So all this year I have been fretting about my lemon tree, because it is only tiny and last year it fruited quite heavily and this year it has done nothing at all: no new growth, no leaves, no blossoms. Many bare and ravaged twiglets. I thought it was curling up its little self and dying on me.
This morning's good news? New leaflets! Yay! Baby steps, but hey. It's only a baby.
It's actually quite remarkable how delighted I am. About the whole garden, actually: I have little tomatolets on my tomato plants, and half the veggies are flowering in a purposeful way, and most of the sugar snap peas and all of the edamame are surviving and putting on growth, and half the boysenberry canes; and the sage and rosemary are conspiring to take over the world, and I have blisteringly hacked back the oregano, and and and. I love my garden.

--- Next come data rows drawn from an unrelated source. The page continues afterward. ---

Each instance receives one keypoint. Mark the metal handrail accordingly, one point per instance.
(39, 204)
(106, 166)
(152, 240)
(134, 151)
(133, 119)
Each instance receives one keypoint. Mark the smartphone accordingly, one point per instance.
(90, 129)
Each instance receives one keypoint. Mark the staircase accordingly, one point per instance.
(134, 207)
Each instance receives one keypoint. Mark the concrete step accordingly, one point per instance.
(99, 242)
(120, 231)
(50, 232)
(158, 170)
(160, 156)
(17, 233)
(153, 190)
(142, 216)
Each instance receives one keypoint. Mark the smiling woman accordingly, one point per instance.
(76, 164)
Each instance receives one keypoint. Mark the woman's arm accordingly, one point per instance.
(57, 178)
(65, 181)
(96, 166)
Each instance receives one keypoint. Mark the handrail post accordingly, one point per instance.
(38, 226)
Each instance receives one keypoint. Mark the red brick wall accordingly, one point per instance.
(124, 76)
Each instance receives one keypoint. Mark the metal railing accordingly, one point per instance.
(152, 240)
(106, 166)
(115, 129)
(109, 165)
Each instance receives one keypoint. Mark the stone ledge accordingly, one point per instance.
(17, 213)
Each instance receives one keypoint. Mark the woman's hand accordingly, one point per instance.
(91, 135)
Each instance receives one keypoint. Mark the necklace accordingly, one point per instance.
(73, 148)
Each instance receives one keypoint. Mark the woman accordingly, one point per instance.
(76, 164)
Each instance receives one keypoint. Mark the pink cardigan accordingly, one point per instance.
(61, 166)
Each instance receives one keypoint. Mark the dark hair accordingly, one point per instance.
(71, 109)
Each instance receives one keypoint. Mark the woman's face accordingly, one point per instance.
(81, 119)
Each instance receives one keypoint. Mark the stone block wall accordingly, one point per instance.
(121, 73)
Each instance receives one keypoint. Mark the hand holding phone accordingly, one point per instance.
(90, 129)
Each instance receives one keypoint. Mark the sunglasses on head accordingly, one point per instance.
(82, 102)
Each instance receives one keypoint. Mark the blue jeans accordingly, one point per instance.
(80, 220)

If all I had to do was grow stuff and cook it, sometimes I think I could be quite happy that way. (Also, I came back from Santa Cruz this weekend with a copy of Silvena Rowe's Purple Citrus & Sweet Perfume. This is just the ultimate in gastroporn, and I want to cook everything.)
Except that then I go and dream a dream about writing a YA fantasy, where my girl protagonist has penguins for her familiars. Penguins. Is there no escape? (In my dream, Karen scorned the notion. In fact, when I told her about it this morning, she was all over the idea.) (No. I am not going to write about penguin familiars. No.)